Ayrıca ekolojik olarak da bisikletin hava kirliliğini artıran motorlu araçların yerine geçmesi gerektiğini vurgulayan Medya Xanım, “Burada jeneratörler kullanılıyor. Onların dumanı özellikle arabaların dumanı çevreyi kirletiyor onun yerine bisiklet sürelim” dedi.
‘Her şehirde maraton düzenlemek istiyoruz’
Kuzey ve Doğu Suriye’nin bütün şehirlerinde maraton düzenlemek istediklerini söyleyen Medya Xanım, “İki ay sonra 40 kadının katılacağı bir maraton yapacağız. Bisiklet kullanmasını bilmeyen kadınlara da kullanmayı öğretiyoruz onlar da katılabilirler. Bisiklete karşı çok büyük bir ilgi var. Bir merkezimizin olmasını istiyoruz bu şekilde daha çok kadına ulaşabiliriz. Bir kadın var mesela 42 yaşında hiç bisiklet kullanmamış iki kızı var. Bir kızı da bizim timimizde o da geldi bisiklet kullanmayı öğrenmek istiyor. Hiç korkmuyor” şeklinde konuştu. Kendilerini destekleyenlere teşekkür eden Medya Xanım, “Bu sporun yayılmasını istiyoruz. Toplum nasıl bakarsa baksın ama kadınlar özgürce doğru bir şey yapıyorsa amaçlarına doğru yürümelidir” mesajını verdi.
‘Bisiklet sürerek zihniyeti değiştirmeye çalışıyoruz’

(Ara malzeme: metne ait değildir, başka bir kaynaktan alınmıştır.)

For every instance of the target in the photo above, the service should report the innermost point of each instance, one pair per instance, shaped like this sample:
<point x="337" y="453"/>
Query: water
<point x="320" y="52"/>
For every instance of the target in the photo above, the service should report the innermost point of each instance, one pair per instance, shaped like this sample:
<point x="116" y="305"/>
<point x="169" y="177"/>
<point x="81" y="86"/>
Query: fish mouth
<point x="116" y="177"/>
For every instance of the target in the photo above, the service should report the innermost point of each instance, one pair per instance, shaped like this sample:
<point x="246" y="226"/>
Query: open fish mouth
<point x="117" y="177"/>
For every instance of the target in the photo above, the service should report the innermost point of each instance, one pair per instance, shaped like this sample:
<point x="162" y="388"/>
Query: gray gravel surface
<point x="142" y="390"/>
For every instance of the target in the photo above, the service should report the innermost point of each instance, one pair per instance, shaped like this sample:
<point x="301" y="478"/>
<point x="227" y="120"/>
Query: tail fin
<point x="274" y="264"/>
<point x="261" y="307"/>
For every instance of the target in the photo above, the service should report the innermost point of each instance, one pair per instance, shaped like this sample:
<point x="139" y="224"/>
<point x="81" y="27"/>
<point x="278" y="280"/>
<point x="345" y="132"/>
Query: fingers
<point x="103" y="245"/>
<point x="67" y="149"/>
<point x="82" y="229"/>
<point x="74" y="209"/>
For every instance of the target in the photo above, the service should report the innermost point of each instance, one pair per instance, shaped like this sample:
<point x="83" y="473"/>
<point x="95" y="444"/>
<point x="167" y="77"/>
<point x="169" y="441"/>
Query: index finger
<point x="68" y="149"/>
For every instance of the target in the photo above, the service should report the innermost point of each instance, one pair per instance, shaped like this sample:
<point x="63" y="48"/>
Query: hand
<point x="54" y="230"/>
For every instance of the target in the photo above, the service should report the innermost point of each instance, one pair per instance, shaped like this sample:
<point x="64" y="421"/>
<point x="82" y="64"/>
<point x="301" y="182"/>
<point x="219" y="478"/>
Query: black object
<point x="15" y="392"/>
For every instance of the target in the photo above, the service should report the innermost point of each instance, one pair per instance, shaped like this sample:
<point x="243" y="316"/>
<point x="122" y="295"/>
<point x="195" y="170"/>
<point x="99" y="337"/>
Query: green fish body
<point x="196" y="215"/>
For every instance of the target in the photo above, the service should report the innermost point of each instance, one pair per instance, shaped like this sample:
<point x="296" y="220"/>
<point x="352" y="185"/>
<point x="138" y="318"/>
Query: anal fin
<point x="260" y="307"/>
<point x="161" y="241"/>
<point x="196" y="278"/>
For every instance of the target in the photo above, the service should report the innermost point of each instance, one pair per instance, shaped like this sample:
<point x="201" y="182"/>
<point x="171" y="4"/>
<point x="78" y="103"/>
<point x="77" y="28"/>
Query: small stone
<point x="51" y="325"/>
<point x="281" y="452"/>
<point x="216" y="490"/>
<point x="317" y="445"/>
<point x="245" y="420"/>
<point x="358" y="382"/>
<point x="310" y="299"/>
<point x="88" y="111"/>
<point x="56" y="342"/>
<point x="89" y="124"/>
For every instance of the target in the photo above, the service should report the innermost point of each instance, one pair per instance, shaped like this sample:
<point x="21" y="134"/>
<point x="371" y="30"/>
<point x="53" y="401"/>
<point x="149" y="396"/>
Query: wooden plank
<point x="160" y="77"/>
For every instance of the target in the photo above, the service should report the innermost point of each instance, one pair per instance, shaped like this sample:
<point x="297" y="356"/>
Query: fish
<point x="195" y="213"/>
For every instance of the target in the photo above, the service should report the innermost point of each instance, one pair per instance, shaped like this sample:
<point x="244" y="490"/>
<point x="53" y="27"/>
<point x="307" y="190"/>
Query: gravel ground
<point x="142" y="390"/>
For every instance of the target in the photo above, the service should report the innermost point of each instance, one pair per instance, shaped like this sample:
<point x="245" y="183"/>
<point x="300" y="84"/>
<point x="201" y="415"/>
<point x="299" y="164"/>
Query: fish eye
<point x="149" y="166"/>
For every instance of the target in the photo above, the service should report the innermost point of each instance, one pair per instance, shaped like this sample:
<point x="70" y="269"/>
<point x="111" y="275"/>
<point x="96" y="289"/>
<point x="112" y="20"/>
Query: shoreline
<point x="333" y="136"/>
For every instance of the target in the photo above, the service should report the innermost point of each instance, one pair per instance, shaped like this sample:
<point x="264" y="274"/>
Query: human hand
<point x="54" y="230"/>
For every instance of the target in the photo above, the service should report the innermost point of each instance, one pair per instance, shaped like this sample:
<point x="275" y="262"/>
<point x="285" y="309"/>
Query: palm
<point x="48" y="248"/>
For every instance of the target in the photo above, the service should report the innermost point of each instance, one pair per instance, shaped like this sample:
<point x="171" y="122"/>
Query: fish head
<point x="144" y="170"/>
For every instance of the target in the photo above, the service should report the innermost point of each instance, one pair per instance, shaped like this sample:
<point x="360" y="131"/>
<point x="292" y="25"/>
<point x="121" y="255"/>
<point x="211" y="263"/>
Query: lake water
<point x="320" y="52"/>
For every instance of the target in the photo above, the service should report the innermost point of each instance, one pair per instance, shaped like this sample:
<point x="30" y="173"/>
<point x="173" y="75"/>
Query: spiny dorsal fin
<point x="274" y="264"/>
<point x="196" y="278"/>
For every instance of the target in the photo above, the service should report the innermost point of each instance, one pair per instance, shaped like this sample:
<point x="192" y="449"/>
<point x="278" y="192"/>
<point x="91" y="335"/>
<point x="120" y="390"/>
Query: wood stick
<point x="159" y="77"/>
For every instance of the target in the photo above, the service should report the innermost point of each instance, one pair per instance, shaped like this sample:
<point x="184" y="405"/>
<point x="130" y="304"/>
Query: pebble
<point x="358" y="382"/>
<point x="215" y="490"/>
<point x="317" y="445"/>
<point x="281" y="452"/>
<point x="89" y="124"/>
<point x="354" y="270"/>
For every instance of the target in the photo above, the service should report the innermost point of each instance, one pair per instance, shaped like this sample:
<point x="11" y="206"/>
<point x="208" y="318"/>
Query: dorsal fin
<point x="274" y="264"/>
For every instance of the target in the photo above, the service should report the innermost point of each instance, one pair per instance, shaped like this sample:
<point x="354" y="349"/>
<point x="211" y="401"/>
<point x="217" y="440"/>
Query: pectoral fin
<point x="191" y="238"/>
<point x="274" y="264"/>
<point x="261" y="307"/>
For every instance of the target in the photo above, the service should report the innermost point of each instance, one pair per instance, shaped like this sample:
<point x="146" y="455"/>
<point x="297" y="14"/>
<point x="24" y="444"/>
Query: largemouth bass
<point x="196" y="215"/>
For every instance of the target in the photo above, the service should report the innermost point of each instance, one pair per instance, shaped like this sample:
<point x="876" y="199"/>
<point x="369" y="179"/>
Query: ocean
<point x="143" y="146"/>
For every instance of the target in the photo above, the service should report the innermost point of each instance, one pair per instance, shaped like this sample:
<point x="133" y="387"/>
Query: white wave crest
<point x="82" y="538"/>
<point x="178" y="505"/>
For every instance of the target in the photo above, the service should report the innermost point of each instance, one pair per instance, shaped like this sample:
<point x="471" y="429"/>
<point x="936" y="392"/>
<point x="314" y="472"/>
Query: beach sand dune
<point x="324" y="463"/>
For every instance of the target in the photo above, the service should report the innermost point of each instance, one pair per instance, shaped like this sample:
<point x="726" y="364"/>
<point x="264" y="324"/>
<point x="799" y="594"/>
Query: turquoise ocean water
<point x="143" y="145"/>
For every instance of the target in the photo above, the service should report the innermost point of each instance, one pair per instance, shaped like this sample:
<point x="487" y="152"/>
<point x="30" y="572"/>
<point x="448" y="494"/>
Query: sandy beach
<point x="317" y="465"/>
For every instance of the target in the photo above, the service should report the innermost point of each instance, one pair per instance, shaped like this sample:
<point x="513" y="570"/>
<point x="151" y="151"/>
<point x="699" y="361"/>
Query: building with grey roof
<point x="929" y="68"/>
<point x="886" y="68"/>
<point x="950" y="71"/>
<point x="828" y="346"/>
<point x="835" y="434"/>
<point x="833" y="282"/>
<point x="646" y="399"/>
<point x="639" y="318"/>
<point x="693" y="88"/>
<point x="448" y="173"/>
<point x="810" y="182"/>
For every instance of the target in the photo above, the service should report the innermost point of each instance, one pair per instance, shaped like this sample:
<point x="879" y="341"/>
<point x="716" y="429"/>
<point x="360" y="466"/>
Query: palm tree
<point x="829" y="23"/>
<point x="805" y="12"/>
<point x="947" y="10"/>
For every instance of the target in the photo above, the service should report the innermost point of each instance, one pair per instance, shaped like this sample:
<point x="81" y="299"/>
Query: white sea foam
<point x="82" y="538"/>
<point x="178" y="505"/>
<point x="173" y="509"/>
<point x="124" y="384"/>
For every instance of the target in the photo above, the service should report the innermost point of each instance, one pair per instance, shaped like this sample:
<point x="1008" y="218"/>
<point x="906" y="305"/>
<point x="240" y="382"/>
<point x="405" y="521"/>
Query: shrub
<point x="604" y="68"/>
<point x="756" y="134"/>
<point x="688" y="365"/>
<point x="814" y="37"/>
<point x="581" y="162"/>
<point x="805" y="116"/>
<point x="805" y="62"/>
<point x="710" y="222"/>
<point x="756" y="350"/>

Gruba yeni katılan Rehef Zulfo, bisikleti küçüklüğünden beri çok sevdiğini, eğitimlerinin haftada 3 gün iki grup şeklinde olduğunu söyledi. Toplumdaki olumsuz yargıların değişmesi için önemli bir adım olduğunu ifade eden Rehef Zulfo, “Ailede neden erkek kardeşim bisiklet sürerken ben süremiyorum ya da dışarıda erkek arkadaşlarımız sürüyor ama neden ben süremiyorum. Burada bisiklet sürmemiz sadece spor değil. Burada vakit geçirelim gidelim değil. Burada zihniyet değiştirmeye çalışıyoruz. Toplumu alıştırmaya çalışıyoruz” şeklinde konuştu.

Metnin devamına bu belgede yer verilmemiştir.